I'm interested to understand how a service outage is preferred over I/O?


> So splitting a mirror and reconnecting it doesn't incur I/O?
>
>


It does.


>
> > The solution is complicated if you're starting from scratch. I'm
> >
>
> > working in an environment that already had all the pieces in place
> >
>
> > (offsite synchronous mirroring, a test server to mount stuff up on,
> >
>
> > scripts that automated the storage array mirror management, etc). It
> >
>
> > was setup that way specifically to accomplish short downtime outages for
> >
>
> > cold backups with minimal or no IO hit to production. So while it's
> >
>
> > complicated, when it was put together it was also the most obvious thing
> >
>
> > to do to drop my backup window to almost nothing, and keep all the IO
> >
>
> > from the backup from impacting production. And like I said, with a
> >
>
> > different volume manager, it's been rock solid for years.
> >
>
>


... where data corruption is blissfully ignored? I'm not sure what volume
manager you were using, but SVM has absolutely zero data integrity
checking :-( And no, we do not miss using SVM :-)

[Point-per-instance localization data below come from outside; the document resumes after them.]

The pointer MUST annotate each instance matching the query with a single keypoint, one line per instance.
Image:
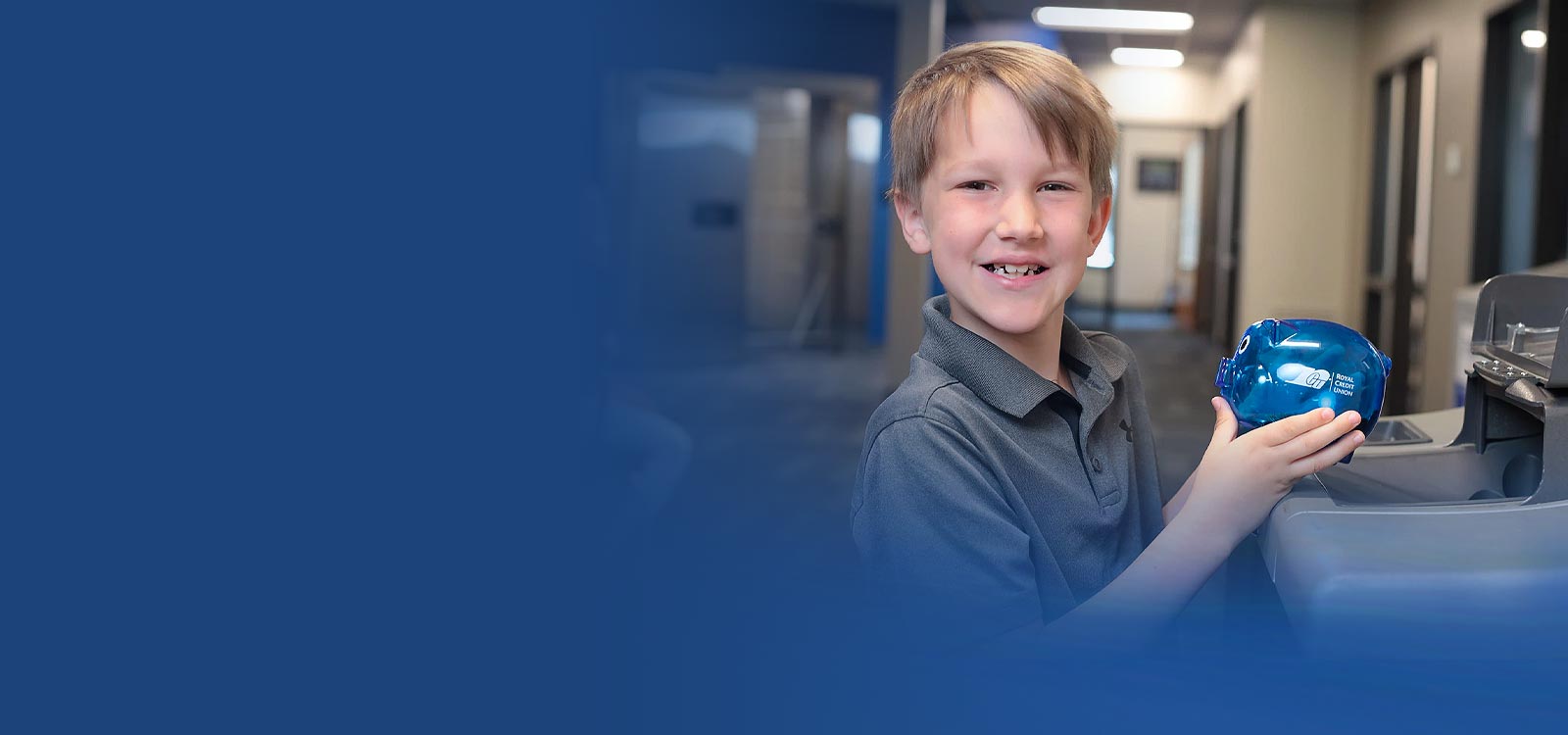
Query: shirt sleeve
(938, 539)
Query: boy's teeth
(1013, 270)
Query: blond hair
(1068, 110)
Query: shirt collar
(1000, 378)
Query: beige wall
(1156, 96)
(1300, 234)
(1149, 222)
(1455, 33)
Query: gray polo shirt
(988, 497)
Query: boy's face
(996, 198)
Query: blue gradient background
(306, 411)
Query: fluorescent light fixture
(1167, 58)
(1112, 21)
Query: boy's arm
(1231, 492)
(1173, 505)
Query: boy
(1007, 489)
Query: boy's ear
(913, 222)
(1098, 220)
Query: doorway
(1397, 229)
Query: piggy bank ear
(1280, 331)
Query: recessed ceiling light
(1168, 58)
(1112, 21)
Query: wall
(1156, 96)
(1455, 33)
(1300, 230)
(1149, 222)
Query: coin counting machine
(1447, 535)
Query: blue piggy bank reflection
(1288, 368)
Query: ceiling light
(1112, 21)
(1168, 58)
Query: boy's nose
(1019, 220)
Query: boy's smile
(1008, 221)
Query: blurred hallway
(776, 437)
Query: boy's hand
(1241, 478)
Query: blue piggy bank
(1288, 368)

I was trying to avoid sounding like a brand snob ('my old volume manager 
did X, why doesn't ZFS?'), because that's truely not my attitude, I 
prefer ZFS. I was using VxVM and VxFS - still no integrity checking, I 
agree :-)









>
> > So, to ask the sanity check more specifically -
> >
>
> > Is it reasonable to expect ZFS pools to be exported, have their luns
> >
>
> > change underneath, then later import the same pool on those changed
> >
>
> > drives again?
> >
>
>


Yes, we do this quite frequently. And it is tested ad nauseum. Methinks it is
simply a bug, perhaps one that is already fixed.


Excellent, that's exactly what I was hoping to hear. Thank you!



> If you were splitting ZFS mirrors to read data from one half all would be 
sweet (and you wouldn't have to export the pool). I guess the question here is 
what does TruCopy do under the hood when you re-connect the mirror?